2.1 Belanghebbende is van deze uitspraak van de Rechtbank in hoger beroep gekomen bij dit Hof. De Inspecteur heeft een verweerschrift ingediend. Belanghebbende heeft een conclusie van repliek ingediend en de Inspecteur een conclusie van dupliek.

2.2 De mondelinge behandeling van de zaak heeft plaatsgehad ter zitting van het Hof van 15 mei 2008 te Arnhem. Aldaar zijn verschenen en gehoord belanghebbendes gemachtigde, advocaat te Q (België), alsmede de Inspecteur.

2.3 Van het verhandelde ter zitting is een proces-verbaal opgemaakt. Een afschrift hiervan is aan deze uitspraak gehecht.

3. Feiten

3.1 Op 9 november 2001 is mevrouw A (hierna: erflaatster) overleden. Zij woonde in Nederland. Uit haar huwelijk met B, dat in 1966 door echtscheiding is ontbonden, zijn drie kinderen geboren en in leven.

3.2 Erflaatster was samen met haar zussen X, geboren in 1925, en C, geboren in 1924, eigenaar van een vakantiewoning in Frankrijk.

De koopovereenkomst van deze woning bevat de volgende bepaling (vertaling uit het Frans door een beëdigd vertaalster bij de Rechtbank te Q, (België).
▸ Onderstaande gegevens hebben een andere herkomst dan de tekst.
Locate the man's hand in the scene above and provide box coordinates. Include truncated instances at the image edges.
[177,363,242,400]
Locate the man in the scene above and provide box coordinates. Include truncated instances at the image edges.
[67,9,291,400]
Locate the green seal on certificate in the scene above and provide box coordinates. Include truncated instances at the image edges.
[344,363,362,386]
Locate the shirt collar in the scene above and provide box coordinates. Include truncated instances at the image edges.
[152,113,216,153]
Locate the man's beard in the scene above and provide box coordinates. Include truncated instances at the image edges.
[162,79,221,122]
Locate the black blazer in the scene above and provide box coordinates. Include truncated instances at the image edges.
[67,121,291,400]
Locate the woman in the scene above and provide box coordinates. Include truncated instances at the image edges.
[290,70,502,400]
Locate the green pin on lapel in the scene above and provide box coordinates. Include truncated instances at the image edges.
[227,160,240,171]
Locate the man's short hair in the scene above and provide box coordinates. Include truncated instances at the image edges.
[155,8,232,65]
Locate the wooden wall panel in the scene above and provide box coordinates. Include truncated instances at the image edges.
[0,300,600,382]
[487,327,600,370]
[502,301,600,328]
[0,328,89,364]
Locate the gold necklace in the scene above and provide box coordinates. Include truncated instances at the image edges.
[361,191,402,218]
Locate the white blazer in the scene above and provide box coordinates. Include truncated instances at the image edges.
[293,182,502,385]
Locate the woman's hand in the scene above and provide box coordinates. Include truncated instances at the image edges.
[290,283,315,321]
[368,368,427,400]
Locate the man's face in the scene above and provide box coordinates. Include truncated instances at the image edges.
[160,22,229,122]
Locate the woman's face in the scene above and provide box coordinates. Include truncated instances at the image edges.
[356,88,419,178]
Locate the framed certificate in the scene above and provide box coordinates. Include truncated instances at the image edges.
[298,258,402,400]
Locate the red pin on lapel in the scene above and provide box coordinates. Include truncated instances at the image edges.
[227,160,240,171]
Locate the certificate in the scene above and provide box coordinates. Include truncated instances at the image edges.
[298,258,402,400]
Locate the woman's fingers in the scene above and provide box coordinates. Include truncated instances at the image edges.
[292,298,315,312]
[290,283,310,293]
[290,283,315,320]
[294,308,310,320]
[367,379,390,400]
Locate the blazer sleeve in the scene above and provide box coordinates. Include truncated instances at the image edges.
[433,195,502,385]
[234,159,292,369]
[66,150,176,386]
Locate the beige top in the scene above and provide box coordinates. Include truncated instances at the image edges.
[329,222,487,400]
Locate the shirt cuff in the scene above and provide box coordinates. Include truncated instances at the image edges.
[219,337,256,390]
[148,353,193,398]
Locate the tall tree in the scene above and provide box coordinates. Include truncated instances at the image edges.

“II – Betrekkingen tussen kopers onderling:

Mevrouw A, Mevrouw C en Mevrouw X zullen vanaf heden de volle eigendom en het volle genot van de verkochte onroerende goederen en rechten verkrijgen; zij zullen gemeenschappelijk ervan genieten tijdens hun leven en onder elkaar wordt formeel overeengekomen, bij wijze van aleatoir beding, dat de twee die als eersten overlijden, zullen worden beschouwd als partijen die nooit enig eigendomsrecht [in de linkermarge is met schrijfmachine en met paraaf van de notaris toegevoegd de inlas “sur l’usufruit”] op het vruchtgebruik van voormelde onroerende goederen en rechten, die integraal zullen toebehoren aan de langstlevende van de drie kopers, voor rekening van dewelke onderhavige verwerving geschiedt en die zal worden beschouwd als de partij die steeds de enige eigenares was vanaf de dag van de verwerving van de onroerende goederen en rechten die er het voorwerp van zijn. Dienvolgens zal geen enkele koper kunnen beschikken over de onroerende goederen en rechten zonder de medewerking en de uitdrukkelijke instemming van alle anderen, en de erfgenamen en rechthebbenden van diegenen van hen die zullen komen te overlijden, zullen geen aanspraak kunnen maken op enig recht op voormelde onroerende goederen en rechten, aangezien de langstlevende van de drie kopers moet worden beschouwd als zijnde de enige en onherroepelijke eigenares van de onroerende goederen en rechten (alsof zij deze altijd had bezeten Hof).”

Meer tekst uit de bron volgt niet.